Just to let you know, I have nothing against the gift shop after tour spectacle in general. Many museums and theme parks have you walk through a gift shop after the tour or attraction. It works and I’ve come out happy on occasion with a few trinket purchases of my own. Something just felt wrong about this situation. Why not take them back to a shop in town or maybe they did that too.

At about 13:30 we arrived in Ushuaia with our empty stomachs gurgling away. Let’s grab lunch. Little did we know how hard that task would be.

First, Ushuaia has the typical touristy city set up where 90% of the restaurants are located in one area. Second, it was Sunday. Third, it was a city election day. Forth, there were two docked cruise ships.

Whoa, I think I saw two people who might have been locals walking the streets. If someone wrote a book called Hilly Hiker and the Camping Factory, this would be the perfect setting. Attack of The Clones? Block to block we saw packs of cruise sheep. All wearing either red/black or blue/black winter jackets, tan cargo pants, and hiking books. Were we in some sort of Northern Face advertising nightmare? Are there no other colors/patterns available?

I hate the whole cruise ship concept. I hate it. It’s like a plague the destroys all things good with seaside towns or cities. I’m not talking about the fly into town and catch a round about trip to view various islands and Antarctica type of cruises. The ones I hate are the multi-port hop off to buy some stuff and hop back on kind. Once they step off that boat, they hit like a swarm of locusts. Either confining themselves to the shopping area close to port or hopping on a bus for some brief excursion. Mucking up a pleasurable experience in those areas for both locals and short-to-long term travelers on a daily basis. The national park here becomes one major dust cloud due to all of the chartered buses in season. Restaurants are practically standing room only at lunch time. At least they have to shepherd themselves back into their pens in the late afternoon for departure. I could go deeper and yes I know that they bring in a boatload of cash for local economies and businesses but that’s a topic for another day.

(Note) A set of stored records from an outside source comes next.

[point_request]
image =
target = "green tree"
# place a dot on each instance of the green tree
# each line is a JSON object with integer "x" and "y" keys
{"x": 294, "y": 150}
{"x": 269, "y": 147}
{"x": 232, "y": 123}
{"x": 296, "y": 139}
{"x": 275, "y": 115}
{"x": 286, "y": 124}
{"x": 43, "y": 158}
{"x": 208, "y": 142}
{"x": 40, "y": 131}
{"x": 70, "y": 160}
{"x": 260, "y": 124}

We parked and walked a bit down Avenida San Martin, the main strip for restaurants and shops that is about two blocks north of the docks. The restaurants were packed. Peeking through various doorways showed that restaurant owners or managers fit in as many tables and chairs they could while paying no attention to available space in order move around. Milanesas or lomitos were on our minds not platters of centolla, trout, or lamb. After realizing our mission was futile, we ducked into a buffet restaurant with Chinese characters on the signboard. The buffet would not be restocked we were told. Not happy, yet hungry, we resigned ourselves to the clutches of oily remains.

Hours after camping out at a relative’s house and watching heavy snow fall while praying our flight wouldn’t be canceled, we were finally able to start the real journey that was intended from the beginning.

As a somber note, only recently did I learn that some of those tourists that we saw roaming around on our departure day, would soon board the MS Explorer. Glad everyone made it out safely.